# Magnetic Field of Magnetic Dipole Moment

1. Oct 11, 2008

### Morto

I'm seeking some clarification on a topic found in Jackson 'Classical Electrodynamics' Chapter 5. This deals with the magnetic field of a localised current distribution, where the magnetic vector potential is given by
$$\vec{A}(\vec{x}) = \frac{\mu_0}{4\pi} \frac{\vec{m}\times\vec{x}}{\left|\vec{x}\right|^3}$$

and the magnetic induction $$\vec{B}$$ is the curl of this $$\vec{B} = \nabla \times \vec{A}$$.
I know that the end result should be
$$\vec{B}(\vec{x}) = \frac{\mu_0}{4\pi} \left[\frac{3\vec{n}\left(\vec{n}\cdot\vec{m} - \vec{m}}{\left|\vec{x}\right|^3}\right]$$
Where $$\vec{n}$$ is the unit vector in the direction of $$\vec{x}$$
But I'm struggling to do this calculation for myself.

I know that
$$\vec{B}(\vec{x}) = \frac{\mu_0}{4\pi} \left(\nabla \times \left(\frac{\vec{m}\times\vec{x}}{\left|\vec{x}\right|^3}\right)\right) \\ = \frac{\mu_0}{4\pi}\left(\vec{m}\left(\nabla\cdot\frac{\vec{x}}{\left|\vec{x}\right|^3}\right) - \frac{\vec{x}}{\left|\vec{x}\right|^3}\left(\nabla\cdot \vec{m}\right)\right)$$

How does Jackson end up at the result quoted?

2. Oct 11, 2008

### clem

Your second term is wrong. It should be
$$-({\vec m}\cdot\nabla)\left[\frac{\vec x}{|{\vec x}|^3}\right]$$.

3. Apr 4, 2009

### Derivator

Hi

I'm new to this forum! Googleing for the questioned problem I found this forum. Having the same problem as the author of this thread, I want to ask if someone has a solution on how Jackson found the formula for $$\vec{B}$$?
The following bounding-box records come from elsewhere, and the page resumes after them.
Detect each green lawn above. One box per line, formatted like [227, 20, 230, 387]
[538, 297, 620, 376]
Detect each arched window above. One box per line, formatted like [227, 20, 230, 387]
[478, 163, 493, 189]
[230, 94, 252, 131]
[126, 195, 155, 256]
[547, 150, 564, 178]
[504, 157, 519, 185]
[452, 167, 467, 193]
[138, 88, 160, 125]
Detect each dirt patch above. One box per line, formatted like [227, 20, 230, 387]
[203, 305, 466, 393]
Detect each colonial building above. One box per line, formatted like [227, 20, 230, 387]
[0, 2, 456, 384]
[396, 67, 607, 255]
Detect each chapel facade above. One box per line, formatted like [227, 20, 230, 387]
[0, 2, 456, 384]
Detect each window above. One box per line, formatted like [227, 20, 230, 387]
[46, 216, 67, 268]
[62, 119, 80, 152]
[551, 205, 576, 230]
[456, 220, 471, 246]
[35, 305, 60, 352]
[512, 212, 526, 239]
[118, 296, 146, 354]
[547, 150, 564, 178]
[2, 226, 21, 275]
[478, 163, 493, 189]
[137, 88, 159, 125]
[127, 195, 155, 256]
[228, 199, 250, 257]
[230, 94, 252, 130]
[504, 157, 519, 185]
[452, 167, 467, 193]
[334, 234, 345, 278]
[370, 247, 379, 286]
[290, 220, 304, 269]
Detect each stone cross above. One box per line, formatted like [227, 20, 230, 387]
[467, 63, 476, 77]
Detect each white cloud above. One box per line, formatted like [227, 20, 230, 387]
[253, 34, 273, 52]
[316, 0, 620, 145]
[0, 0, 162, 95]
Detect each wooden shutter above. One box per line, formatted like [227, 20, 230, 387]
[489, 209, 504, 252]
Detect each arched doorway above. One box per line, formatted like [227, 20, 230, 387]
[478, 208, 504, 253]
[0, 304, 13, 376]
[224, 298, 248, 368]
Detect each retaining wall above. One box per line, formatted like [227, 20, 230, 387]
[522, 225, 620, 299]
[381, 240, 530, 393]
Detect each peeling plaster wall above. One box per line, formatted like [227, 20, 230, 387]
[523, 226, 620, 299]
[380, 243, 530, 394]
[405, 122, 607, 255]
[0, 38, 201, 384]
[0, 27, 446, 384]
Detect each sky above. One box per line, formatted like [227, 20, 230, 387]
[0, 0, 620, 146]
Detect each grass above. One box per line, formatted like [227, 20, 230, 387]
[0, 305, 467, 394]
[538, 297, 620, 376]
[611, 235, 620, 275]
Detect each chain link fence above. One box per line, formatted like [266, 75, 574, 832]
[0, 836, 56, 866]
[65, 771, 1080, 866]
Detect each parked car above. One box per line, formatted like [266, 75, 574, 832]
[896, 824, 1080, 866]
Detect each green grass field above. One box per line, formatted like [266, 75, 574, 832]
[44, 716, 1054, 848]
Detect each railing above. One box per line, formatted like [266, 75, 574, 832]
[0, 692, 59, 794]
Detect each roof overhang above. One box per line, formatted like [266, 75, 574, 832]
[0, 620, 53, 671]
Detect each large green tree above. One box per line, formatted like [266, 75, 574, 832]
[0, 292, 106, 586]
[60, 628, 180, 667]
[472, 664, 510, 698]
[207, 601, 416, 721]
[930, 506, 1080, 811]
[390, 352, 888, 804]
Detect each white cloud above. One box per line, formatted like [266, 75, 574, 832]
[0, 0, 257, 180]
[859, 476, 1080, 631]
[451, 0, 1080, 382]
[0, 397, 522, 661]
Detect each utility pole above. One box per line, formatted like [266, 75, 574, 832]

I tried my luck with the product rule $$\nabla\times(\vec{A}\times\vec{B})=(\vec{B}\cdot\nabla)\vec{A}-(\vec{A}\cdot\nabla)\vec{B}+\vec{A}(\nabla\cdot\vec{B})-\vec{B}(\nabla\cdot\vec{A})$$ but came to no conclusion.

kind regards,
derivator

(sorry for my english, it's not my mother tongue)

Last edited: Apr 4, 2009
4. Apr 4, 2009

### clem

As I said in my post, the curl of the cross product should be
$$\vec{B}(\vec{x}) = \frac{\mu_0}{4\pi} \left(\nabla \times \left(\frac{\vec{m}\times\vec{x}}{\left|\vec{x}\right|^3}\right)\right) \\ = \frac{\mu_0}{4\pi}\left(\vec{m}\left(\nabla\cdot\frac{\vec{x}}{\left|\vec{x}\right|^3}\right) - ({\vec m}\cdot\nabla)\left[\frac{\vec x}{|{\vec x}|^3}\right]$$.
This follows because m is a constant so only two terms of your four enter.
Given this result, the first term is a delta function is not needed if r>0.
The second term gives the result in the first post if the delta function singularity at the origin is again ignored.
Jackson is a bit obscure on this.

5. Apr 4, 2009

### Derivator

Hi,

Could you get a bit more detailed on how to show that

$$- ({\vec m}\cdot\nabla)\left[\frac{\vec x}{|{\vec x}|^3}\right]=\left[\frac{3\vec{n}\left(\vec{n}\cdot\vec{m}\right) - \vec{m}}{\left|\vec{x}\right|^3}\right]$$

is correct?

6. Apr 5, 2009

### clem

You really need a better textbook.
Sorry I can't seem to find my latex error below. If hyou can read or correct it, it should show you what to do.
- ({\vec m}\cdot\nabla)\left[\frac{\vec x}{|{\vec x}|^3}\right]=
-{\vec x} ({\vec m}\cdot\nabla)\frac{1}{|{\vec x}|^3}
-\frac{1}{|{\vec x}|^3} ({\vec m}\cdot\nabla){\vec x}

Last edited: Apr 5, 2009
7. Apr 5, 2009

### clem

The point is that the m.del acts on only one function at a time.

8. Mar 22, 2011

### jmwilli25

$$- (\vec{m}\cdot\nabla)\left[\frac{\vec{x}}{|\vec {x}|^3}\right]= -{\vec x} ({\vec m}\cdot\nabla)\frac{1}{|{\vec x}|^3} -\frac{1}{|{\vec x}|^3} ({\vec m}\cdot\nabla){\vec x}$$

9. Mar 22, 2011

### netheril96

$$\nabla\frac{\vec{r}}{r^{3}}=\left(\nabla\frac{1}{r^{3}}\right)\vec{r}+\frac{\nabla\vec{r}}{r^{3}}=-\frac{3\vec{r}\vec{r}}{r^{5}}+\frac{\mathbf{I}}{r^{3}}$$

$$\vec{m}\cdot\nabla\frac{\vec{r}}{r^{3}}=\vec{m}\cdot\left(-\frac{3\vec{r}\vec{r}}{r^{5}}+\frac{\mathbf{I}}{r^{3}}\right)=-\frac{3(\vec{m}\cdot\vec{r})\vec{r}}{r^{5}}+\frac{\vec{m}}{r^{3}}$$

I is the unit tensor.